At this time, data containing patterns that have never been seen before, such as scratches and defects, cannot be generated well, so by taking the difference between the original image and the generated image, it is possible to determine whether the product is abnormal.
It is possible to detect areas that are highly likely to contain abnormalities, and to calculate numerical values such as the degree of abnormality.
Anomaly detection technology using generative deep learning is a highly versatile technology, and is expected to be applied in various fields other than inspection work of industrial products. For example, it is expected to be applied to the discovery of diseases in medical images and the detection of malware in cyber security.
Summary
This whitepaper describes deepfakes, which have become one of the most serious threats in AI crime in recent years, and the underlying technology. Deepfake technology is becoming more sophisticated year by year, and it is becoming possible to generate high-quality images that are difficult for the human eye to distinguish.
In fact, there have already been a number of malicious incidents around the world, and social concerns continue to grow. In addition to images and videos, technology for cloning audio is also evolving.
However, at the same time as the development of technology to detect fakes, such as Microsoft Video Authenticator, is also progressing, services and products are being developed to prevent damage caused by fake images and sounds.

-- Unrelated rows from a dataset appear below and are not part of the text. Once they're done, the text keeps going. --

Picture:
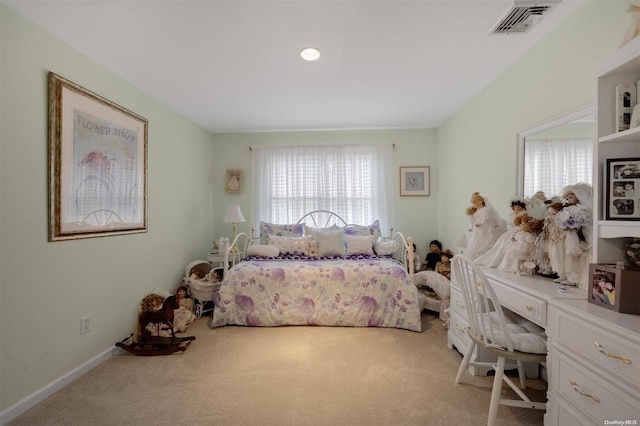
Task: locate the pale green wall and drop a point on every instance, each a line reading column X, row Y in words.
column 415, row 216
column 46, row 287
column 477, row 147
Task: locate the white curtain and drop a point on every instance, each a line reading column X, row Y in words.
column 354, row 181
column 552, row 164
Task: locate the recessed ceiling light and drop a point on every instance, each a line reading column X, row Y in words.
column 310, row 54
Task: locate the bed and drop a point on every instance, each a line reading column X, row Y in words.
column 320, row 271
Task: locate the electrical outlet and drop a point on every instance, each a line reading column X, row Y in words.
column 85, row 324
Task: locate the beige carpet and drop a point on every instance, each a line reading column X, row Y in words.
column 286, row 376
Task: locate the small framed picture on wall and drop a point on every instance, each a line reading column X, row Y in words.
column 233, row 181
column 414, row 181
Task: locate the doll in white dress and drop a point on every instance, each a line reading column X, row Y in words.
column 486, row 226
column 575, row 219
column 494, row 255
column 521, row 247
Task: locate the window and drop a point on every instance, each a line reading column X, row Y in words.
column 552, row 164
column 354, row 181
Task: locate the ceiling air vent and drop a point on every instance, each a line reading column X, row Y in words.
column 523, row 15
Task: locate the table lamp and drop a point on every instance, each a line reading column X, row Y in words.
column 234, row 215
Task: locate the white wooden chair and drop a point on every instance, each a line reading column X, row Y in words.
column 506, row 336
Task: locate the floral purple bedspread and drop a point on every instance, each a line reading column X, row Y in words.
column 374, row 292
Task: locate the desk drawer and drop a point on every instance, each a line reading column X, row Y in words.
column 598, row 345
column 596, row 397
column 457, row 303
column 523, row 304
column 458, row 326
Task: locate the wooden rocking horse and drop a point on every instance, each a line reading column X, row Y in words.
column 143, row 342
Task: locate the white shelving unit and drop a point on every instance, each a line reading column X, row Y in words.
column 610, row 236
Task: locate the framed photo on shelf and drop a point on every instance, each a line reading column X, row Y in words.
column 97, row 166
column 233, row 181
column 625, row 101
column 623, row 189
column 414, row 180
column 614, row 288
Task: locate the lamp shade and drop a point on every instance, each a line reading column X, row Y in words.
column 234, row 215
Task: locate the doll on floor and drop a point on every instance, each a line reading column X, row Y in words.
column 436, row 285
column 444, row 266
column 433, row 257
column 486, row 226
column 183, row 316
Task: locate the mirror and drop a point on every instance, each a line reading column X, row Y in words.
column 556, row 153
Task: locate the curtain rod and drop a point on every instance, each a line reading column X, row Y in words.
column 393, row 146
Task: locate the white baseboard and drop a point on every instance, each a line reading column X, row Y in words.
column 41, row 394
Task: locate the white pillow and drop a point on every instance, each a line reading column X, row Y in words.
column 330, row 243
column 263, row 250
column 385, row 247
column 290, row 245
column 310, row 231
column 359, row 244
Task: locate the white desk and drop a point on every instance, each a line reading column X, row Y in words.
column 527, row 296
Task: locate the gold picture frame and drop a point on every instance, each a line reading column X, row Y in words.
column 233, row 180
column 414, row 181
column 97, row 165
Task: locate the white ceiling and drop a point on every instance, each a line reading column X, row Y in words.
column 234, row 66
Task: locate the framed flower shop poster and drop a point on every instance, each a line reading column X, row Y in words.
column 623, row 189
column 414, row 180
column 97, row 165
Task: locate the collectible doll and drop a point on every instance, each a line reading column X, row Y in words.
column 575, row 219
column 433, row 256
column 444, row 266
column 486, row 226
column 550, row 245
column 183, row 316
column 494, row 255
column 536, row 205
column 521, row 247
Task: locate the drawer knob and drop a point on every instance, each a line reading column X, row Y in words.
column 575, row 387
column 619, row 357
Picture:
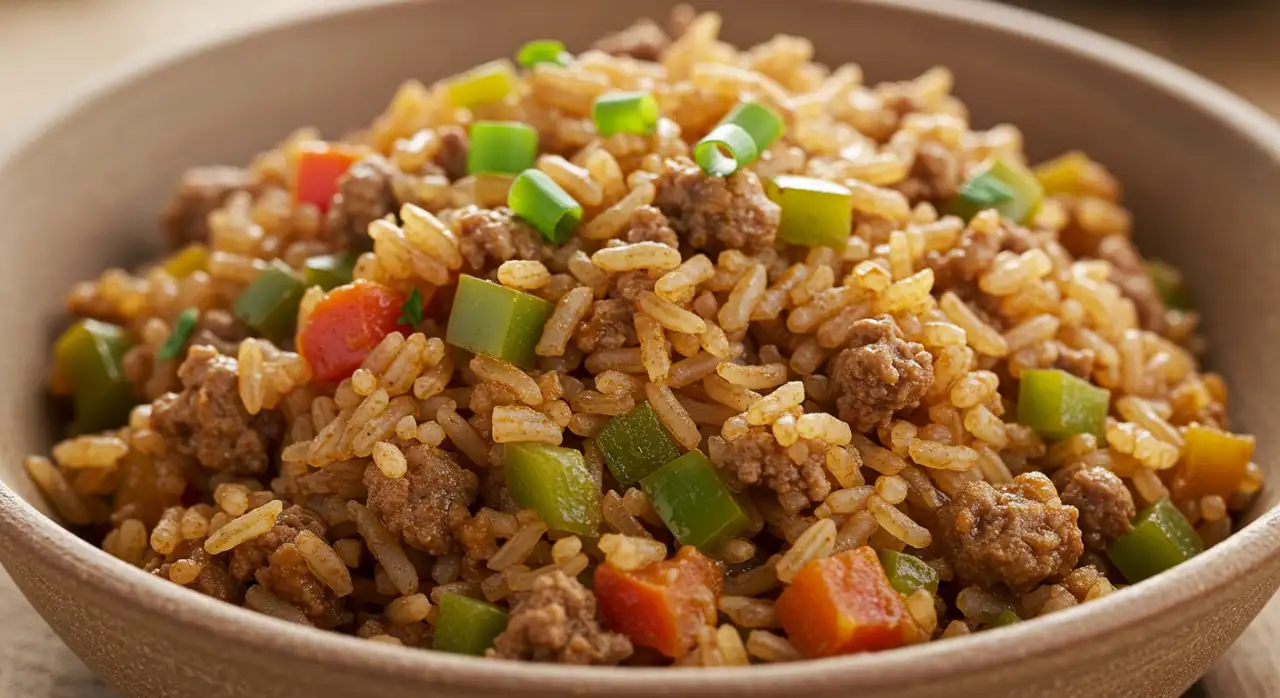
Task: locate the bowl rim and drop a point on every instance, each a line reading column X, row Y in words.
column 1239, row 555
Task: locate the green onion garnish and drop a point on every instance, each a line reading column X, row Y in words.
column 543, row 50
column 625, row 113
column 182, row 329
column 535, row 197
column 763, row 123
column 502, row 147
column 483, row 85
column 709, row 153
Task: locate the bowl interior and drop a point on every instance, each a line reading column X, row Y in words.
column 82, row 195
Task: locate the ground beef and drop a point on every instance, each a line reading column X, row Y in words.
column 648, row 224
column 219, row 329
column 556, row 621
column 200, row 192
column 428, row 503
column 878, row 374
column 717, row 213
column 1105, row 503
column 1016, row 537
column 643, row 40
column 208, row 422
column 494, row 235
column 1129, row 275
column 365, row 194
column 609, row 325
column 254, row 555
column 757, row 457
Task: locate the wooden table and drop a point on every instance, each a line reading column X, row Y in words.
column 48, row 46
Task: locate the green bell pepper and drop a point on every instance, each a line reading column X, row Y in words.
column 1059, row 405
column 91, row 355
column 467, row 625
column 635, row 445
column 694, row 503
column 1161, row 538
column 908, row 573
column 328, row 272
column 270, row 304
column 556, row 483
column 1002, row 185
column 497, row 320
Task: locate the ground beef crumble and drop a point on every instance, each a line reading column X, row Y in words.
column 717, row 213
column 880, row 373
column 429, row 503
column 556, row 621
column 208, row 422
column 1016, row 537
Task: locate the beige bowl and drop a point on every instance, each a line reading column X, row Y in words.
column 80, row 194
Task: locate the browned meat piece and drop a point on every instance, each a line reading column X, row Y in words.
column 200, row 192
column 365, row 194
column 1016, row 537
column 219, row 329
column 428, row 503
column 556, row 621
column 1129, row 275
column 208, row 420
column 643, row 40
column 648, row 224
column 496, row 235
column 1105, row 503
column 288, row 576
column 717, row 213
column 757, row 457
column 878, row 374
column 251, row 556
column 213, row 579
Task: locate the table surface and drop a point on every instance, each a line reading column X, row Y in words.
column 50, row 46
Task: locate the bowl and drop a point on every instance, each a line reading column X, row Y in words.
column 80, row 192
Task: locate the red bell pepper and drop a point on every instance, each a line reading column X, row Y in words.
column 346, row 325
column 841, row 605
column 664, row 603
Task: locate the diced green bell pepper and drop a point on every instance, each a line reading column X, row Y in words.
column 328, row 272
column 636, row 443
column 814, row 211
column 908, row 573
column 497, row 320
column 91, row 355
column 1059, row 405
column 1002, row 185
column 694, row 503
column 467, row 625
column 270, row 304
column 556, row 483
column 1161, row 538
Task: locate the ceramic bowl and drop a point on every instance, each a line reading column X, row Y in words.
column 80, row 192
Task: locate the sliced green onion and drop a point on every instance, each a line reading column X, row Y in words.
column 711, row 151
column 182, row 329
column 814, row 211
column 483, row 85
column 625, row 113
column 535, row 197
column 763, row 123
column 543, row 50
column 507, row 147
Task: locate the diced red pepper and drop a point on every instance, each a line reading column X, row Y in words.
column 842, row 605
column 346, row 325
column 664, row 603
column 315, row 181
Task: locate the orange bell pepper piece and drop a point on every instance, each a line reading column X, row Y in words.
column 1214, row 462
column 664, row 603
column 842, row 605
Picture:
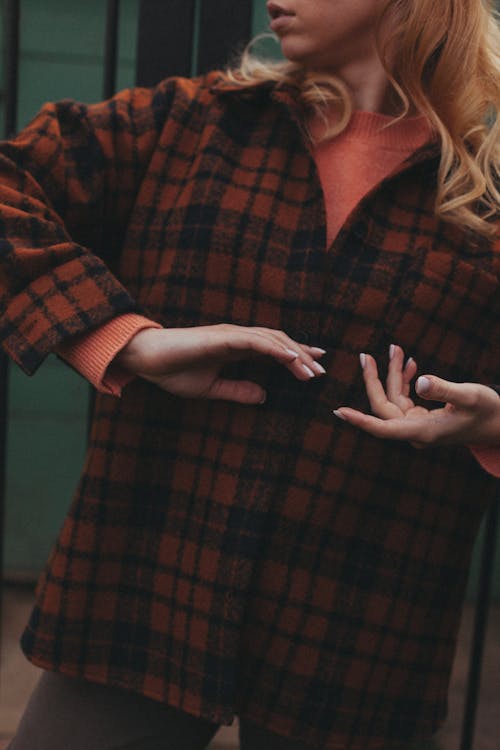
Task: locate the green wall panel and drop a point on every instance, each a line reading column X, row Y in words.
column 62, row 56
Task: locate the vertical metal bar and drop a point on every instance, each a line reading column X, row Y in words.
column 11, row 68
column 224, row 26
column 164, row 40
column 480, row 624
column 12, row 15
column 111, row 48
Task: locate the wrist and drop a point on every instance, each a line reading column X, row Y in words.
column 129, row 358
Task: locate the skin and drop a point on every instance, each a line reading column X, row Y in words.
column 331, row 36
column 338, row 37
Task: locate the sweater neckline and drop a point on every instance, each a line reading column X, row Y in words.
column 381, row 131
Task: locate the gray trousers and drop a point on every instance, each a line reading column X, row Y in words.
column 69, row 714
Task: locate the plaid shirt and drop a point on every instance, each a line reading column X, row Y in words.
column 268, row 561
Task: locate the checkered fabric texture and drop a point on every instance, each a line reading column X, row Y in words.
column 267, row 561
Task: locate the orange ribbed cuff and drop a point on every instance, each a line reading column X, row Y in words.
column 488, row 456
column 92, row 354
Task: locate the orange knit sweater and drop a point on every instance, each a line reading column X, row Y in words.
column 349, row 166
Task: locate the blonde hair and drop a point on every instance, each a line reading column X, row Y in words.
column 445, row 61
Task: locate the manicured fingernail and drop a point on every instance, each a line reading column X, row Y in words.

It is expected that the development of deepfake technology will continue to evolve in the future, but along with detection technology, it is thought that it will be important to create a social foundation and a mechanism for responding, such as legal development and moral education.
On the other hand, generative deep learning technology, which has been related to the evolution of deepfakes, is a technology with great potential depending on how it is used, and has the potential to bring about major changes in various industries.
In fact, various basic technologies and products have already been developed, such as data compression/decompression, design/art applications, industrial applications, and anomaly detection applications.
In the future, AI technology is expected to change the structure of industry in various fields and bring about changes in society. At that time, it is important to understand what you can do and what you can do, rather than having vague fears and expectations based on a superficial understanding.
Isn’t it an attitude to take advantage of it? We hope that this white paper will serve as an opportunity to learn about such technical limits and possibilities.